Le vin me brûlait un peu le gosier, mais que c’était bon de le sentir couler le long de mon œsophage pour gagner doucement mon cerveau. J’ai allumé une cigarette, j’ai tiré une longue bouffée que j’ai expulsée en essayant de former des ronds.
Je m’enivrais, et le Targui se taisait. Il regardait les vagues mourir à nos pieds. Il me restait des olives et un peu de pain de mon dîner, je lui en ai proposé, il a refusé et s’est remis à fixer la mer. L’instant d’après, de son bel accent du Sud, il s’est mis à déclamer :
— Elle est une. Elle est plusieurs. Elle est mythique. Elle est apocalyptique. Elle est conte et légende. Elle est histoire et civilisation. Elle est romaine et phénicienne, elle est ottomane et gauloise, elle est berbère et égyptienne, elle est juive et musulmane, elle est sarrasine et numide, elle est fatimide et grecque, elle est arabe et chrétienne… elle ne sait plus où donner de la tête. Elle est femme, elle est homme. Elle est virile, elle est féminine. Elle est ange et démon. Elle est androgyne et asexuée. Elle est illettrée et acculturée, elle est amère et éclopée. Elle est avenante, elle est blessante, elle est amour, elle est haine. Elle enfante des prophètes et des despotes, elle engendre des poètes et des bandits… elle ne sait plus qui elle est. Féconde, elle érige figuiers et oliviers, elle se couvre de vignes et de bougainvilliers. Stérile, elle est sécheresse et misère. Corrompue, ses enfants la fuient. Femme courage, elle prend soin de ses petits. Chaste et pudique, elle fleure le jasmin et se voile de satin. Libertine et lascive, elle se poudre de safran, elle s’enduit d’huile d’argan. Dolente, elle se ravage. Digne, elle embellit ses rives. Généreuse, elle offre ses rivages. Elle est mère, elle est sœur, elle est père, elle est frère… Elle ne situe plus sa parenté. Persécutée, opprimée, pacifiste, altruiste… Elle ne sait plus où elle en est. Belliciste, totalitaire, sanguinaire, autocrate, vénale, cruelle, fanatique, elle trahit, elle se renie, elle affectionne les conflits. Immense, infinie, elle est musique, elle est poésie. Adulée, elle irradie. Répudiée, elle dépérit. Sans chaînes, elle se livre, elle se dévoile. Muselée, enlinceulée, elle se meurt, elle s’éloigne. Elle se mutile, elle s’abîme, elle s’enlaidit. Elle s’apprête, elle se pare, elle embellit. Elle n’a plus toute sa tête.
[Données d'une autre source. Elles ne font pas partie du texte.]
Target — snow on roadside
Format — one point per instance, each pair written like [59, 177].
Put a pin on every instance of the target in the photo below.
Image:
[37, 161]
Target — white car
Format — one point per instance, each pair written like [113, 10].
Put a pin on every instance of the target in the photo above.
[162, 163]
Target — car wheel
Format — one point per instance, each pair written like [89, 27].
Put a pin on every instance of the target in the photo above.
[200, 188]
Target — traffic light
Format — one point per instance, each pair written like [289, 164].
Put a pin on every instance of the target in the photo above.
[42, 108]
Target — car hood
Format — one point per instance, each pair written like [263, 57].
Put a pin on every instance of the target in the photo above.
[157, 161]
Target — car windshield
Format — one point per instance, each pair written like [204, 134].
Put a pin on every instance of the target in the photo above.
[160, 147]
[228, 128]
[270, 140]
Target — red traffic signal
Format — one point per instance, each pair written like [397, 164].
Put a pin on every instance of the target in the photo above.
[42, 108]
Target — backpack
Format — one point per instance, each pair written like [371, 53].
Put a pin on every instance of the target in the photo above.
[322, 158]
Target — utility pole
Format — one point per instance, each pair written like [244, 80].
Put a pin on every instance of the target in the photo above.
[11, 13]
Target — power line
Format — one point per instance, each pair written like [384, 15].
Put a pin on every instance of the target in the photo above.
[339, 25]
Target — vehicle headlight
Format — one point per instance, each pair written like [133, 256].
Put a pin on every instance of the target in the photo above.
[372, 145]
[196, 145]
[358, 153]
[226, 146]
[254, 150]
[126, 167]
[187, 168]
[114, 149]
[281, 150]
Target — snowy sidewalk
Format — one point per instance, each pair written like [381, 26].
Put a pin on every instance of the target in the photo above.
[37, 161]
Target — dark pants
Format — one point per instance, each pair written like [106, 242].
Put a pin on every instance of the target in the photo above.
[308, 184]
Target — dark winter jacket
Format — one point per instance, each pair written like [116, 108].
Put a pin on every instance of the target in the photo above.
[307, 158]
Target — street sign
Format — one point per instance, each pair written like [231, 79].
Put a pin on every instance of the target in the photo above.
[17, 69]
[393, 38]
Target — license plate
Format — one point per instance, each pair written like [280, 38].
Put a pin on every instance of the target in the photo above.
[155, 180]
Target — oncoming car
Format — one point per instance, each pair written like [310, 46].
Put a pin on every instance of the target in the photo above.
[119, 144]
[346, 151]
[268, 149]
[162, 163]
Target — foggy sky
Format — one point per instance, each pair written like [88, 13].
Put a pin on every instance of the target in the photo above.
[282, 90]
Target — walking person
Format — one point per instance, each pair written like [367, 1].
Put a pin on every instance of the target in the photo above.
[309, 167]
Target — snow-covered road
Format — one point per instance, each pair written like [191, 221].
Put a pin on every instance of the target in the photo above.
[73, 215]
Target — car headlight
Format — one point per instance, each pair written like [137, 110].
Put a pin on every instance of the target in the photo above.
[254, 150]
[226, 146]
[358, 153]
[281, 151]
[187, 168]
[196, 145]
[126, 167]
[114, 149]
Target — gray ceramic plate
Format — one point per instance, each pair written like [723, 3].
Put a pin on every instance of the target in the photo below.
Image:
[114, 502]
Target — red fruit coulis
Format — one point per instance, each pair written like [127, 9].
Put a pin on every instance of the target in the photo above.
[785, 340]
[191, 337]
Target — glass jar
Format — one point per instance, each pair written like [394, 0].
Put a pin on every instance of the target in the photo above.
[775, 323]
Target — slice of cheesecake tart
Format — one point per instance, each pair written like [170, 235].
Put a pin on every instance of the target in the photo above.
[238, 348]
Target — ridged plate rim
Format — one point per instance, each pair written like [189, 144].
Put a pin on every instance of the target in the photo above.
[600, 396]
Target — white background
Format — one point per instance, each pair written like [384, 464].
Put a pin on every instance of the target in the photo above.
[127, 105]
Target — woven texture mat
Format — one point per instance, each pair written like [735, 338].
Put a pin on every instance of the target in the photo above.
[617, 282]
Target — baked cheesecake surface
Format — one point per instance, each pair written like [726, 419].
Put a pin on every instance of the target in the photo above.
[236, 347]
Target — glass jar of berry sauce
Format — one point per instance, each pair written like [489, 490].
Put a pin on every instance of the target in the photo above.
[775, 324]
— C’est beau, lui dis-je. C’est dans le Coran ?
— Non, non, il a dit. J’ai appris ça hier, quelqu’un la récitait pendant que nous attendions le passeur.
— Qui ça « on » ?
— Eh bien les gens dans la lame de fond… »
BIOGRAPHIE
Leïla Marouane est une journaliste et une femme de lettres franco-algérienne. Après des études de médecine écourtée, elle entame des études de lettres modernes à la faculté d’Alger. Parallèlement, elle est journaliste au quotidien Horizons puis El Watan. Ses chroniques, où elle s’attaque à des tabous, comme la condition des femmes musulmanes, ont failli lui coûter la vie. En 1990, elle est victime d’une terrible agression par un commando, et laissée pour morte. Elle se réfugie à Paris, où elle vit depuis 1991 et se consacre entièrement à la littérature depuis La Fille de la Casbah, (Julliard, 1996). Elle est traduite en plusieurs langues et récompensée par de nombreux prix. On lui doit, entre autres, Le Châtiment des hypocrites (Le Seuil, 2001), prix de la Société des gens de lettres, prix du roman français à New York, et La Jeune Fille et la Mère (Le Seuil, 2005 et Points, 2007), prix de l’Association des écrivains de langue française et prix Jean-Claude Izzo.